In both style and content, Hurlyburly marks a new direction for David Rabe, although in some ways it is a continuation of his earlier work. Such plays as Sticks and Bones (pr. 1969, pb. 1972), The Basic Training of Pavlo Hummel (pr. 1971, pb. 1973), and Streamers (pr. 1976, pb. 1977) stamped Rabe as a playwright of the Vietnam War. Only in In the Boom Boom Room (pr. 1974, pb. 1975) had Rabe departed from the subject of the soldier and the Vietnam experience. The Vietnam plays tended to be somewhat abstract and nonrealistic, at least in terms of external stage appearances.
In his three Vietnam War plays, Rabe’s focus is on the individual who, as seemingly helpless and unwitting victim, is caught up in a violent and chaotic situation created by a society that appears to be indifferent to the soldier’s needs. Whether it is Pavlo, who must keep reliving bits and pieces of his life in attempting to arrive at some sense of meaning, or Rick, who, returning from the war, is disoriented and cannot reenter a society which had sent him off to war, or the paratroopers in Streamers, who see the image of the unopened parachute as a symbol of their helplessness, Rabe’s characters, confused and frightened, appear helpless to control their own destinies.
If, as Rabe himself intimates, Hurlyburly takes up the question of the nature of one’s destiny, then it is both a continuation and a break with his earlier plays. Set in the jungle of Hollywood rather than Vietnam, it features characters who seem a bit brighter and much more articulate; accordingly, they arrive at a more clearly defined answer: Destiny is shaped by chance.

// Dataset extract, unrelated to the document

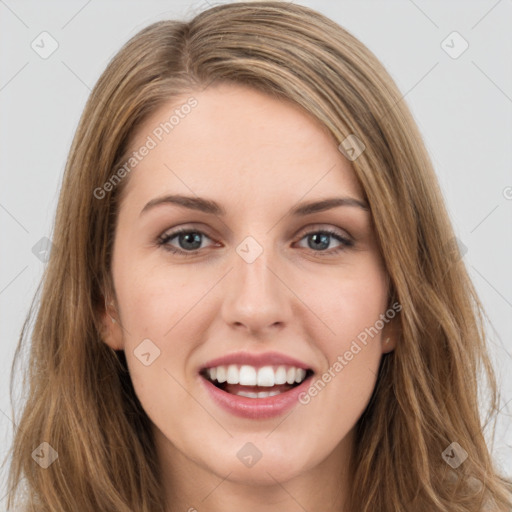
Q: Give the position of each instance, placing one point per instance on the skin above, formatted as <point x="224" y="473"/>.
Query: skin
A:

Stylistically, Hurlyburly is unequivocably a departure. Rabe’s early plays make use of a variety of nonrealistic stage practices, yet while planning Hurlyburly, he has said, he was drawn to attempt a realistic or “well-made” play. It is a measure of his talent as a playwright that he has not been content simply to repeat himself, as is the fate of so many writers who achieve early success.